Today, I learned something new and astonishing. I learned that Martin Luther King, Jr. ad-libbed his “I Have a Dream” speech. That specific phrase, in fact, was not in the textual material to be delivered on the Washington D.C. mall that day in August 1963.
Dr. King read the first nine paragraphs of the speech as they were written. Then, gospel singer Mahalia Jackson – whose performance had preceded Dr. King’s speech – shouted to him, “Tell them about the dream, Martin!”
Clarence B. Jones, one of Dr. King’s legal advisers and speechwriters, stood not far from him on the stage that day. According to Jones, Dr. King paused, acknowledged Jackson and then launched into the magnificent and extemporaneous oration that has come to be most closely associated with Dr. King’s enduring legacy.
Jones recently published a book entitled, Behind the Dream: The Making of the Speech that Transformed a Nation. He discussed his experiences as one of Dr. King’s inner circle, as well as his take on issues of our times, in a broadcast aired on NPR’s program, Fresh Air, today.
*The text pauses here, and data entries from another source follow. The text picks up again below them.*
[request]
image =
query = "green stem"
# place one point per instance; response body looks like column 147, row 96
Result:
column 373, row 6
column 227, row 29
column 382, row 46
The official MLK Holiday of 2011 is drawing to a close as this post goes up. Yet formal and informal observances will go on across the country through the week.
You do not need a formal workplace diversity initiative to take advantage of this opportunity: listen to the Jones interview and listen to the speech itself. Note your reactions. Talk about it with colleagues and associates.
It doesn’t matter where you were on that day. It doesn’t even matter if you were born yet. It doesn’t matter how many MLK holidays you’ve seen or celebrated. There is always something new to learn from the wondrous Reverend Dr. King.
As long as the learning continues, the dream lives.